- French: À mort le bikini!
- Directed by: Justine Gauthier
- Written by: Justine Gauthier
- Produced by: Léonie Hurtubise
- Starring: Mia Garnier
- Cinematography: Gabrielle Bergeron-Leduc
- Edited by: Marie-Pier Grignon
- Music by: Viviane Audet Robin-Joël Cool
- Production company: Colonelle Films
- Distributed by: Travelling Distribution
- Release date: March 25, 2023 (Regard);
- Running time: 16 minutes
- Country: Canada
- Language: French

= Death to the Bikini! =

2023 Canadian short film directed by Justine Gauthier

Death to the Bikini! (À mort le bikini!) is a Canadian short comedy-drama film, written and directed by Justine Gauthier and released in 2023. The film stars Mia Garnier as Lili, a young girl who rebels when her parents force her to start wearing a bikini top when she goes swimming, due to her approaching puberty.

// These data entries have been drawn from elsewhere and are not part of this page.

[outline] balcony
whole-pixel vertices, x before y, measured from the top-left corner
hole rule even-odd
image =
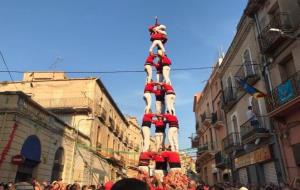
[[[278,13],[270,18],[270,22],[262,30],[259,40],[260,49],[264,54],[272,54],[280,44],[287,39],[280,32],[270,31],[271,28],[280,29],[284,33],[289,34],[292,30],[292,25],[288,13]]]
[[[211,123],[211,114],[204,112],[201,114],[201,122],[205,126],[209,126]]]
[[[212,113],[211,124],[213,124],[214,128],[219,129],[225,126],[223,114],[221,111]]]
[[[134,147],[134,150],[135,150],[136,152],[138,152],[138,151],[140,150],[140,146],[139,146],[139,145],[136,145],[136,146]]]
[[[238,101],[237,88],[225,88],[223,90],[222,109],[228,112]]]
[[[253,14],[255,14],[260,8],[262,8],[262,6],[264,5],[264,3],[266,2],[266,0],[249,0],[247,7],[245,9],[245,14],[247,16],[252,16]]]
[[[124,143],[125,143],[125,144],[128,144],[128,143],[129,143],[128,137],[125,137]]]
[[[105,109],[102,109],[100,114],[98,114],[99,119],[102,120],[102,122],[106,122],[107,120],[107,112]]]
[[[259,72],[258,63],[247,61],[242,64],[235,76],[244,79],[250,85],[254,85],[260,79]]]
[[[264,128],[263,123],[255,117],[246,121],[240,128],[243,144],[254,142],[258,138],[267,138],[270,136],[269,131]]]
[[[109,128],[113,132],[116,130],[116,123],[111,117],[109,117]]]
[[[208,142],[198,147],[197,155],[200,163],[206,163],[212,159],[216,153],[217,145],[215,142]]]
[[[198,148],[200,145],[199,136],[196,134],[192,134],[191,140],[192,140],[192,148]]]
[[[115,127],[114,133],[115,133],[115,135],[116,135],[117,137],[120,136],[121,131],[120,131],[120,127],[119,127],[119,126],[116,126],[116,127]]]
[[[239,133],[230,133],[222,140],[223,148],[226,153],[233,152],[242,148],[241,137]]]
[[[228,167],[229,160],[228,157],[222,152],[219,151],[215,154],[216,168],[225,169]]]
[[[269,115],[285,116],[299,109],[300,103],[300,71],[292,75],[274,88],[266,97]]]
[[[34,99],[36,102],[41,104],[47,109],[53,110],[81,110],[81,111],[92,111],[93,101],[86,97],[70,97],[70,98],[54,98],[54,99]]]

The cast also includes Étienne Cardin, Johnnovan Jobin, Aksel Leblanc, Olivier Leblanc, Ève Pressault and Éric Robidoux.

The film premiered in March 2023 at the Regard short film festival in Saguenay, Quebec, where it won the jury award for best youth film. Later screenings included the 2023 Cinéfest Sudbury International Film Festival, where it was the winner of the Audience Choice award for short films, and the 2024 Festival Plein(s) Écran(s), where it won the Prix du public.

The film received a Canadian Screen Award nomination for Best Live Action Short Drama at the 12th Canadian Screen Awards in 2024.